Two strategies against WCFF are important at Fruit Shuttle, according
to both Nimchuk and Meikle. One is to very thoroughly strip the
orchard of cherries at harvest and get all of them off of the ground,
in order to eliminate the WCFF larvae’s ability to pupate
in the soil and over-winter. As long as no neighbors have cherries
left on their trees, this strategy is effective.
On the average, however, according to fruit extension services
in Washington state, on larger farms, about 10,000-20,000 fruit
per acre remain in an orchard after harvest, and to remove them
all is not cost-effective. So the sanitation strategy works only
for small farms that are isolated from large cherry farms.
The other WCFF strategy used by Meikle and Nimchuk is the placement
of ammonium carbonate strips in the orchard to attract the insect
and trap it. Ammonium carbonate simulates the odor of rotting fruit.
The attractant strips only work where there are low levels of the
WCFF. It is not practical in orchards in areas where the WCFF can
migrate in from neighboring farms in large numbers.

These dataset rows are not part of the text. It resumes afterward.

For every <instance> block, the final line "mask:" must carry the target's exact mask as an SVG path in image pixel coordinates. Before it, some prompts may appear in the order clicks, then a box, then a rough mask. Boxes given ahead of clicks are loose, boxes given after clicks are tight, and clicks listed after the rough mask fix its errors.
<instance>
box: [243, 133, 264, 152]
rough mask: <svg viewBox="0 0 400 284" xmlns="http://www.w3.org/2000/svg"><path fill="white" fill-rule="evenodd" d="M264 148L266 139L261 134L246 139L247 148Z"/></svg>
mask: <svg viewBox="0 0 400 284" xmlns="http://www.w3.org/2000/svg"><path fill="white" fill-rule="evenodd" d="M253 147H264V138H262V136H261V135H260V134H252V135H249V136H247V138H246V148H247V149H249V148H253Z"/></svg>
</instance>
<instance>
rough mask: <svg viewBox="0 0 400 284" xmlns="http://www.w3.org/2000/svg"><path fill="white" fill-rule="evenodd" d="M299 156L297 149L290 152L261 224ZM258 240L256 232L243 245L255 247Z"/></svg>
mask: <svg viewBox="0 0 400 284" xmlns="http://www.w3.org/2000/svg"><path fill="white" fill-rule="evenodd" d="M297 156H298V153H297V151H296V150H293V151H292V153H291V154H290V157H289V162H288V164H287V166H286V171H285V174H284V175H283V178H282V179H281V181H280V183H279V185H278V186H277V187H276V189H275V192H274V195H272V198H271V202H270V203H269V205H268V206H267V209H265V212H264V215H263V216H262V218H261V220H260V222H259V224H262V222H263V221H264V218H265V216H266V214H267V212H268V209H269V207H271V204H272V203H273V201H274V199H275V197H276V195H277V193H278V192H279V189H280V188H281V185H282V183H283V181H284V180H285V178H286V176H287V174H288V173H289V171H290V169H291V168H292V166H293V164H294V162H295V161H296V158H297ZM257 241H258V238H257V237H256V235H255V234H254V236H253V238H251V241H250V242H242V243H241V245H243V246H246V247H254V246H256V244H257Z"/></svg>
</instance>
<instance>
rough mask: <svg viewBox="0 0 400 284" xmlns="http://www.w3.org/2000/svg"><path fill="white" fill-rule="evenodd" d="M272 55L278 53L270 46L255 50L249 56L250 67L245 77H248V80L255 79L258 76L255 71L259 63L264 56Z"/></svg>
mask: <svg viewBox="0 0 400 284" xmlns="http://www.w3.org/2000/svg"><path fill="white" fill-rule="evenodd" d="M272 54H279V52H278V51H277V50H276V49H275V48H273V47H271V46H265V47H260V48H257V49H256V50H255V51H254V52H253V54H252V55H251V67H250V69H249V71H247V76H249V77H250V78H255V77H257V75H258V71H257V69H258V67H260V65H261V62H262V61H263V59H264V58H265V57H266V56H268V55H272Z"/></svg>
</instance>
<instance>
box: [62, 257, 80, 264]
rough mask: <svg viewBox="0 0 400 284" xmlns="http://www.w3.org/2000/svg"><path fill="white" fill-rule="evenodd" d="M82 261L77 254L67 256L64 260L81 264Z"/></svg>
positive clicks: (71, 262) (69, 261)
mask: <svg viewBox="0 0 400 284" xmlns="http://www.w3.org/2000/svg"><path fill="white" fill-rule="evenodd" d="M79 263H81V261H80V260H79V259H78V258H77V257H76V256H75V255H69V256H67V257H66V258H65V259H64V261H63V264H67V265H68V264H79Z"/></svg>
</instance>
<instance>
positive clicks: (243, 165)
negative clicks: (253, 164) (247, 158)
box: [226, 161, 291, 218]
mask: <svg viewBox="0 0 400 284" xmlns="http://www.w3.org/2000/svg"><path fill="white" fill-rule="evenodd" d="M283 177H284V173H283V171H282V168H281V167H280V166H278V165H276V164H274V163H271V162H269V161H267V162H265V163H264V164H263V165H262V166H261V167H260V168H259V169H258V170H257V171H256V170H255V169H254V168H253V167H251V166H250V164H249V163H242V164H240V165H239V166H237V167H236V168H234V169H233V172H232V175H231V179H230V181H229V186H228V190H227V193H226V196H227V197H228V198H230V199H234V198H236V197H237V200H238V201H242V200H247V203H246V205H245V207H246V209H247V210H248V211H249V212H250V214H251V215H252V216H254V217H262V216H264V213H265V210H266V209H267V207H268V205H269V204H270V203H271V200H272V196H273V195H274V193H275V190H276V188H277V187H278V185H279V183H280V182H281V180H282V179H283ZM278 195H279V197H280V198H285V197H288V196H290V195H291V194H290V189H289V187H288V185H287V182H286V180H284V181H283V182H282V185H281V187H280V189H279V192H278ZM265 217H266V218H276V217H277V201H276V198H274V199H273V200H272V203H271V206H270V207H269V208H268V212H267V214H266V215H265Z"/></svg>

The WCFF has no known sexual attractant pheromones. The only pheromone
that females produce is a repellant, believed to keep other females
from laying eggs on a cherry fruit.
In 2003 the biological insecticide spinosad, approved for use on
the WCFF in the U.S., was developed under the trade name Entrust
for organic use and Success for conventional use. Spinosad is produced
from a soil actinomycete Saccharopolyspora spinosa, and is the first
of a new class of natural insecticides known as naturalytes. Canadian
organic farmers are still waiting for approval of Entrust.
Off-season work never ends, from composting and
pruning to starts and transplants
Although the Fruit Shuttle store closes at the end of October,
the work season never really stops, except for blizzards. Doug starts
pruning and spreading compost in December, as well as ordering seed.
Manure for composting comes from a nearby conventional turkey farm,
with plenty of carbon in it in the form of sawdust. Nimchuk is also
trying cow manure this year. This year he bought 72 yards each of
turkey and cow manure. After composting down, and spread over 10
acres, the 140 yards of manure works out to about 2.5 tons of compost
per acre – a standard application for an organic farm.
Seeding of flats for transplants is started at the end of February,
and in April transplants start going in, and the money harvest starts
June 1.
My own assessment is that the Nimchuks have a pretty good thing
going – they just have to get a few years under their belts.
However, when I asked Doug what his thoughts were on his and Michelle’s
farming endeavor, he replied “Overwhelming.”